Asserting that Christendom is dead and that we are simply presiding over its burial, Murray tracks the changes that took place in the church when Constantine moved it from the margins to the center of the Empire in the Edict of Milan (313 AD). He asserts that in Christendom the Church was in many ways co-opted by the state resulting in many practices and in the development of systems and structures that look more like the Empire than like the Kingdom of God. However, rather than mourning the death of Christendom, Murray celebrates it as an opportunity to renew the Church in an era that looks much more like the first century than any time sense then. His work gives historical context to Willard's assertion that we had quit making disciples and started making church members.
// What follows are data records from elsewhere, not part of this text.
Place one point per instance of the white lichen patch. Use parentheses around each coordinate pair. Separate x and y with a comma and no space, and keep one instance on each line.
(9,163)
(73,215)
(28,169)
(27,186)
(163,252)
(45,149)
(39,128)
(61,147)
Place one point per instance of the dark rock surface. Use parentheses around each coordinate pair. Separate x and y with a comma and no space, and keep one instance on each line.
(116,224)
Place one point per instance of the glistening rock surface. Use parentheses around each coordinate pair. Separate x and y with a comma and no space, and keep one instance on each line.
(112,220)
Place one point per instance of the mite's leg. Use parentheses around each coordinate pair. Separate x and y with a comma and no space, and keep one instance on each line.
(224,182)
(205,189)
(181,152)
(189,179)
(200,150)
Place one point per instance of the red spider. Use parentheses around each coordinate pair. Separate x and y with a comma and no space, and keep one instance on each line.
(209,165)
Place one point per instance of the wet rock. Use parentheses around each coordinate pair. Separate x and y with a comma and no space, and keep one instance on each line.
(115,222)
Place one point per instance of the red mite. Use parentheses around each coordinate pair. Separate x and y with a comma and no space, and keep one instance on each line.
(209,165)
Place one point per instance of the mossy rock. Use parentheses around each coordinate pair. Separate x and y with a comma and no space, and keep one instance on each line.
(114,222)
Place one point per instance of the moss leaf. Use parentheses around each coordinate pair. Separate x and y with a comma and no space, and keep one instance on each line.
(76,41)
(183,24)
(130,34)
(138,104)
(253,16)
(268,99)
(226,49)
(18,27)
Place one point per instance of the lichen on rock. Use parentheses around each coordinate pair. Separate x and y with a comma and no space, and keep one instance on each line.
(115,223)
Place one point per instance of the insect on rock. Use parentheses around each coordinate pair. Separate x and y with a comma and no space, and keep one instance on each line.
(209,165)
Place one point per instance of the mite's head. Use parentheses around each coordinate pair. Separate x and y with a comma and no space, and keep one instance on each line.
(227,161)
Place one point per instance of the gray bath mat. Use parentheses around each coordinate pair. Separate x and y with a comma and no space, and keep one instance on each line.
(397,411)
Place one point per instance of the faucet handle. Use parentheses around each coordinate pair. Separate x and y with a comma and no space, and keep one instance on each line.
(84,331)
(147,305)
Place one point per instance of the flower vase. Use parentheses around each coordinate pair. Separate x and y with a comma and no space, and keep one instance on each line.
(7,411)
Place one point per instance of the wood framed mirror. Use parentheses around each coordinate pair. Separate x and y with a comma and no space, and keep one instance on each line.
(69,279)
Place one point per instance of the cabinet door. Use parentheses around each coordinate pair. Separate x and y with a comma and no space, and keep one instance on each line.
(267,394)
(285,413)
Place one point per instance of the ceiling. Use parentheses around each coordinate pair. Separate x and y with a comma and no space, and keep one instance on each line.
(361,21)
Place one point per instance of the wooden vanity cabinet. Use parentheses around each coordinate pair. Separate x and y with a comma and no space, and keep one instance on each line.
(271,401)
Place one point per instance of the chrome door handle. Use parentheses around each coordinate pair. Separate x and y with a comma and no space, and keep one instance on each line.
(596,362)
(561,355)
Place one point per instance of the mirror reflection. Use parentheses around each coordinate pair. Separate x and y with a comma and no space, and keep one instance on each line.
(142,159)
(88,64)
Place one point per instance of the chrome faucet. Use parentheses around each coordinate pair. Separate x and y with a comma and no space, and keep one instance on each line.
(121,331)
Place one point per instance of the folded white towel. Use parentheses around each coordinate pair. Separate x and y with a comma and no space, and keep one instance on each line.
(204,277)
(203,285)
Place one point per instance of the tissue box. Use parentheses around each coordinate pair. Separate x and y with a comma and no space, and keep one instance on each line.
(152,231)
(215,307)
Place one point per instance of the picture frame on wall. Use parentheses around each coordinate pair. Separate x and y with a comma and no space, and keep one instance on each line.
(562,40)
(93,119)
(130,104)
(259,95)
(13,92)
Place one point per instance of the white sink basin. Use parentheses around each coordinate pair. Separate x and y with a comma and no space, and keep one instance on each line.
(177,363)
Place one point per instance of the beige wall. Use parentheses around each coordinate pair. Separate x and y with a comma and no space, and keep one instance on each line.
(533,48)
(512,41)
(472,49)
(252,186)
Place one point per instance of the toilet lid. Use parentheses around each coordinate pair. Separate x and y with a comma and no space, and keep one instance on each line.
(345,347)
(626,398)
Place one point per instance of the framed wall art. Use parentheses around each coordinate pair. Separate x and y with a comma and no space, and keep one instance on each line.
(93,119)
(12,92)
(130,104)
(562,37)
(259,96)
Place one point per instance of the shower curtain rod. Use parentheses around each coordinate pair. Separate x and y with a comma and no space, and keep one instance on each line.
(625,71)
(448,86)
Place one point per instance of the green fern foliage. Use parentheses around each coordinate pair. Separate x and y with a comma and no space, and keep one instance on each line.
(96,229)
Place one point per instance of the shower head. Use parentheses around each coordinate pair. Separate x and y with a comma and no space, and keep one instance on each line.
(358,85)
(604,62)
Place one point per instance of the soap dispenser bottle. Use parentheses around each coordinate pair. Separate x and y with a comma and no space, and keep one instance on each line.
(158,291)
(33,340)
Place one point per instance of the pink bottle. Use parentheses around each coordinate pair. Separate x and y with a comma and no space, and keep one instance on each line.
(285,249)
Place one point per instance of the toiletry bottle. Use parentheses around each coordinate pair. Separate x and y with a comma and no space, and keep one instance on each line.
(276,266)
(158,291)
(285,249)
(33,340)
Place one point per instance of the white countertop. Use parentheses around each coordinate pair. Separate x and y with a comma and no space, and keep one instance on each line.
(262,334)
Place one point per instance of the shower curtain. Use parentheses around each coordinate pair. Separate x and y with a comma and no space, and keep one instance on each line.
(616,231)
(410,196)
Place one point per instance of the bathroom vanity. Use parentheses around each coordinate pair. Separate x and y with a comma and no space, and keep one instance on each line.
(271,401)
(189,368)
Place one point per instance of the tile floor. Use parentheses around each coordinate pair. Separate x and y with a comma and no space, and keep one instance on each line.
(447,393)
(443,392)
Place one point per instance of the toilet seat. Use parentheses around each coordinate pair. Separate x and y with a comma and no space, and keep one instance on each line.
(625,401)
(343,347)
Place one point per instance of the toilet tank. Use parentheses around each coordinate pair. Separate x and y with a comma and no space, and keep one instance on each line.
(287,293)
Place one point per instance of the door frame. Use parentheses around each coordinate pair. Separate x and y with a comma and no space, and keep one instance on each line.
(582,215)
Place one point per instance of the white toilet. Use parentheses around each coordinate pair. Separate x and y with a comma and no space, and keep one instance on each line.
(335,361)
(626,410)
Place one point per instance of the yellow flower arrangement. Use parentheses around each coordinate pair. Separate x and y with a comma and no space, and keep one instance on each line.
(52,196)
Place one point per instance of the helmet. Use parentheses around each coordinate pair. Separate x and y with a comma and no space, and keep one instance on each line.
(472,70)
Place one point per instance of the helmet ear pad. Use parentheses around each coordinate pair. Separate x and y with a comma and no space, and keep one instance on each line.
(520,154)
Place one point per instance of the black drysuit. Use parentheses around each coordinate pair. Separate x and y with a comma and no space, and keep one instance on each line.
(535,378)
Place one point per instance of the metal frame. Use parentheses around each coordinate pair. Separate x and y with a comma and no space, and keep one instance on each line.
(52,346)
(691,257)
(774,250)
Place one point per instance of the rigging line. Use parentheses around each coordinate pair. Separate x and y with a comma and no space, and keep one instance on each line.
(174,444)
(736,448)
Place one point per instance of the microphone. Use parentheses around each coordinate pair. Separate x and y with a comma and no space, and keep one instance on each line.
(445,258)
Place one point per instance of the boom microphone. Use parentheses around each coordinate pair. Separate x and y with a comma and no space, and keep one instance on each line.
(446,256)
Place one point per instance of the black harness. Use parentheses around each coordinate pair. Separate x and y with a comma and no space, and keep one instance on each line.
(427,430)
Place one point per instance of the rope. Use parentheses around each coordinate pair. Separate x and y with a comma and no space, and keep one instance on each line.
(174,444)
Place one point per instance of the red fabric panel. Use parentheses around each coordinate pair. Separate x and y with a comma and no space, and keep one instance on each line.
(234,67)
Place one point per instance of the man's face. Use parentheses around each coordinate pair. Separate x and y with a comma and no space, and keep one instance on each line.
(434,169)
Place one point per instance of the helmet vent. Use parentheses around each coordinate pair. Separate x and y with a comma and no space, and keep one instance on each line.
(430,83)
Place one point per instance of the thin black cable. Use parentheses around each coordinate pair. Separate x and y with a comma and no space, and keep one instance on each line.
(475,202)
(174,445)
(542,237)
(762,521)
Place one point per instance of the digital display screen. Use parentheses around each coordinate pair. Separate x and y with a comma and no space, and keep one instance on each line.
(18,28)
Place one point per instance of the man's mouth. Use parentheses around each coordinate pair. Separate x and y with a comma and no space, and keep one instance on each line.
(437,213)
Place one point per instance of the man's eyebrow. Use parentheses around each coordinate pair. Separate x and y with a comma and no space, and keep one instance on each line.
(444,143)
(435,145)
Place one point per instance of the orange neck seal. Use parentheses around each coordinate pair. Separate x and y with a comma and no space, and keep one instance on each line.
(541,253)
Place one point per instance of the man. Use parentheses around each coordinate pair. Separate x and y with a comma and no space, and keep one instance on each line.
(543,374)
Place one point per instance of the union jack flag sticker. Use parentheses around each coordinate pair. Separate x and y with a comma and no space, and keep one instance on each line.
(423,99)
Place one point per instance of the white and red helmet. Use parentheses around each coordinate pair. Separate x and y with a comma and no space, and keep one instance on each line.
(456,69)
Dr. Friedman takes Bowen Theory and applies it to congregations and synagogues. He suggests that the "social science view of reality" is our fundamental problem. It has led us to what he calls "adaption to weakness." He asserts that as our society evolves, our adaptation as a society is toward weakness rather than strength. He writes brilliantly as he challenges leaders to take a stand in the face of a world that shares the social science view of reality.

To Transform a City: Whole City, Whole Church, Whole Gospel by Eric Swanson and Sam Williams. I believe that the emerging paradigm of the Church is captured here. First articulated by Jack Dennison in City-Reaching: On the Road to Community Transformation, Eric and Sam have captured the learning that has been done by innovators and early adapters in this emerging paradigm over the past fifteen or twenty years. (Mission Houston would be one of those who have and are fostering the emergence of this paradigm.) This new paradigm is gaining momentum as evidenced by Movement Day and by the soon to be released book by Tim Keller of Redeemer Church in New York entitled Center Church: Doing Balanced, Gospel Centered Ministry in Your Church.

Based on research with which I am familiar, approximately 75% of the American population has been traumatized at some point in childhood due to divorce, sexual abuse, the pre-mature death of a parent, the impact of incarceration and/or drug abused by a parent. Add to that the research that demonstrates that trauma in childhood alters one's brain functioning and can result in the plethora of illnesses like bipolor disorder that plague our society today. Drs. Perry and Svalivitz paint a poignant picture of the impact of trauma on children and a hopeful picture of the power of a loving community to be used to heal the brain. This information shapes my understanding of how we create learning environments that must be both safe and challenging.

This is my newest reading. It's dense and I'm plowing through it, but it is already impacting my view of learning. Research in the field of education is beginning to distinguish traditional learning from transformational learning. It grows out of the exploding field of brain research and the awareness that first and foremost, human beings are "meaning makers." We have experience and we give that experience meaning, and the meaning we give it impacts what we will and won't learn, what we will and want pay attention to. This has profound impact for educators who live in a world where change is happening at supersonic speeds and where "how to be a learner" becomes as important, if not more so, than what is learned.

1 comments:

Michael Dunn, A Pilgrim in the Land of Promise said...

Hey Jim, thanks for this. Most I haven't read. Look forward to adding them to my reading list.